Using a combination of fMRI and intracranial recording, along with electrical brain stimulation, the team demonstrated that the pFUS- and mFUS-faces nerve clusters are directly involved in face perception.
They found that stimulation of these clusters, but not surrounding brain areas, distorted Blackwell’s perception of Parvizi’s face so that his features appeared to melt. When the stimulation stopped, Blackwell’s view of Parvizi’s face returned to normal.
“This study provides perhaps the most compelling evidence to date that specific regions in the fusiform gyrus play a direct role in how we perceive faces,” said Eimer.
“Patients with acquired prosopagnosia often have brain damage in this specific area. Demonstrating that stimulation of this fusiform face area can distort face perception provides new evidence that damage to this area directly contributes to the problems that these patients have with face perception and recognition.”
An independent brain and emotion expert from the University of Leuven, Belgium, Jan Van den Stock, said that, while the findings provide interesting insight into the mechanics of face perception, they are unlikely to help scientists develop a treatment for prosopagnosia.
“For instance, they used electrical stimulation to disrupt the function of a brain area, while it should be increased in the case of a prosopagnosia remedy,” he said
The investigators hope to continue their work researching areas of the brain involved in face perception, including the broader function of the fusiform gyrus.
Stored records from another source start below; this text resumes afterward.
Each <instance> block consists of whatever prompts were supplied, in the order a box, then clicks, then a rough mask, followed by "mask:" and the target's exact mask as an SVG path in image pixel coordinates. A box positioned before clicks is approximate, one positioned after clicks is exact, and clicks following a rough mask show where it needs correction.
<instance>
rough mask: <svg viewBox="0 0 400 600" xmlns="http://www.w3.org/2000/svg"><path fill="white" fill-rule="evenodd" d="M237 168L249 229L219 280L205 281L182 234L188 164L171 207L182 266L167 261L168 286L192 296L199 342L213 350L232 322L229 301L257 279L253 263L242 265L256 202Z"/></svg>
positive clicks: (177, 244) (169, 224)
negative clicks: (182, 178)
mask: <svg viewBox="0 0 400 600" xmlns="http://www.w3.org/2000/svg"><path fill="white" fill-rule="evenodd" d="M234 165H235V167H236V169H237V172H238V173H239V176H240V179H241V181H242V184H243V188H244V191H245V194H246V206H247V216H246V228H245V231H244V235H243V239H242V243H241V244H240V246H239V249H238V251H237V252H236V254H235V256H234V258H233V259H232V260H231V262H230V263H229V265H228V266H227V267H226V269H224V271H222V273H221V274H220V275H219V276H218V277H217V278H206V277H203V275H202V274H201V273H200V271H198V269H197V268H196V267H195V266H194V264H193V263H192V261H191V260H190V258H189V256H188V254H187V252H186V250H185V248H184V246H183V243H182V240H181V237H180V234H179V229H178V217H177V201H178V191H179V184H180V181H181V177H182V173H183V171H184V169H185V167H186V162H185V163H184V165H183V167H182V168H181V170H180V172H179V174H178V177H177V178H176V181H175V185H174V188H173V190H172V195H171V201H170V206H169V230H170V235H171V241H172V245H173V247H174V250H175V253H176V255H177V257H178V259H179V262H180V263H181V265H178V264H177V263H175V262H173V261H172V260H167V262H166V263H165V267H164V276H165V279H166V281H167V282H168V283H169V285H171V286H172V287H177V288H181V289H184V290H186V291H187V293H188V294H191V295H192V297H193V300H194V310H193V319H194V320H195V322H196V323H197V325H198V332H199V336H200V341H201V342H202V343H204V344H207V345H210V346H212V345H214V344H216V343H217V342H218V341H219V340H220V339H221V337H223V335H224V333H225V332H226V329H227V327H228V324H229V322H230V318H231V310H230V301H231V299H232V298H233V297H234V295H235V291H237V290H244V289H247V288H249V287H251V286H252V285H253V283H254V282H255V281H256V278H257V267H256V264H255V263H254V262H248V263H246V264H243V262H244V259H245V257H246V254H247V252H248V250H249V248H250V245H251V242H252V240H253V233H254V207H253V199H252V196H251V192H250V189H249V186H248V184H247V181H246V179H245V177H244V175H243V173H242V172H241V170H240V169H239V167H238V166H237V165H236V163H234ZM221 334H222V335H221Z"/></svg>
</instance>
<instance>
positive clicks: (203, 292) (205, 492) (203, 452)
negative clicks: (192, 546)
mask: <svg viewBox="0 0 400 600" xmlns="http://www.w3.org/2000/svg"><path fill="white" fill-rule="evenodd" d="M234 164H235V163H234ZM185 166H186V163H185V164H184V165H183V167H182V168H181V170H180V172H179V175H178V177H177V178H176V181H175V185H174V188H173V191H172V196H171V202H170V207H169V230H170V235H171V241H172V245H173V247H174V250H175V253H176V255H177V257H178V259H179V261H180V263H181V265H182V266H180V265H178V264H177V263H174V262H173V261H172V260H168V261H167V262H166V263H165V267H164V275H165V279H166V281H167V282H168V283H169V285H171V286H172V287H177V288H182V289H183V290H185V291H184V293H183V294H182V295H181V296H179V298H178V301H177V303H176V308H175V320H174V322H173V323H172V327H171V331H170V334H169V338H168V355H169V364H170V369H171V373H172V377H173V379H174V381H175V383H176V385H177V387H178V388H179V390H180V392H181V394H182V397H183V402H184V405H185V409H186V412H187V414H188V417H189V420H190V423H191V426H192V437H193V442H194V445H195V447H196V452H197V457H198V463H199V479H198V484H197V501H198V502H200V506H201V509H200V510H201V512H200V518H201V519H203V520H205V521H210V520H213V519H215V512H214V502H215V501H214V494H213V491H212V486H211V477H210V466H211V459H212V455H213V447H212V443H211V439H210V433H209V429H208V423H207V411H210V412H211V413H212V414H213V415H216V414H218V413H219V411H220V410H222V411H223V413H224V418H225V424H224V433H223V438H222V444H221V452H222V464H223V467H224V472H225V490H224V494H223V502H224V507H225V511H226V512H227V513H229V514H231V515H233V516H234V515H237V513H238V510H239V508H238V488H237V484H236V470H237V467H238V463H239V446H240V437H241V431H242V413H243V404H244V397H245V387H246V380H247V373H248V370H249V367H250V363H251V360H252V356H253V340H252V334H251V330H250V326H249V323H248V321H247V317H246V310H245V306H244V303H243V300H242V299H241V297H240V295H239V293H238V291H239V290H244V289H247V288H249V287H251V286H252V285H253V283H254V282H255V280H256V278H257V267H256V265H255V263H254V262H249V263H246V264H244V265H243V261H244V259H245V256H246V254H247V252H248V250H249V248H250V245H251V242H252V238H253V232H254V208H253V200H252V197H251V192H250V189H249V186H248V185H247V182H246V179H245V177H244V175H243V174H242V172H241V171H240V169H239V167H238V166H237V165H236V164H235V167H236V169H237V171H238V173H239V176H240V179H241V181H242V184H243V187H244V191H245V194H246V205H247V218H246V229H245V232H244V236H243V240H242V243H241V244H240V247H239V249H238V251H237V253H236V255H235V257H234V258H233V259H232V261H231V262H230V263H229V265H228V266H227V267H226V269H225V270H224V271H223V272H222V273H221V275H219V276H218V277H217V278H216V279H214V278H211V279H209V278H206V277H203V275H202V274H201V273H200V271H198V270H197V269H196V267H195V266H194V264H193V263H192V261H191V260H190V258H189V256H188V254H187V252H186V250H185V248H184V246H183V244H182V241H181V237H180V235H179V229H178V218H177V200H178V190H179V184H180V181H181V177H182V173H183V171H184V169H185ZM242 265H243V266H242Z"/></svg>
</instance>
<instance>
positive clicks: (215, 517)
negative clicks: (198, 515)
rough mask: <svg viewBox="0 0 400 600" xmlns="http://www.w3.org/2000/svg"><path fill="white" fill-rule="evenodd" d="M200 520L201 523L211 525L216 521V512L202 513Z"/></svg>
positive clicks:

It is known that this area of the brain is also involved in object recognition, in the visual perception of words, and in the processing of whole-body expressions.
“There is ongoing debate about whether the fusiform gyrus is specialised in processing faces and bodies on the one hand, or whether it is more specialised in stimuli for which we have a great expertise,” explained Van den Stock.
“For instance, the fusiform gyrus of car/bird experts also responds when they are shown images of cars/birds,” he said.
Eimer remarked: “What the current study demonstrates is that different parts of the fusiform gyrus have separate functions, and that the area stimulated is specifically linked to the conscious visual perception of faces.”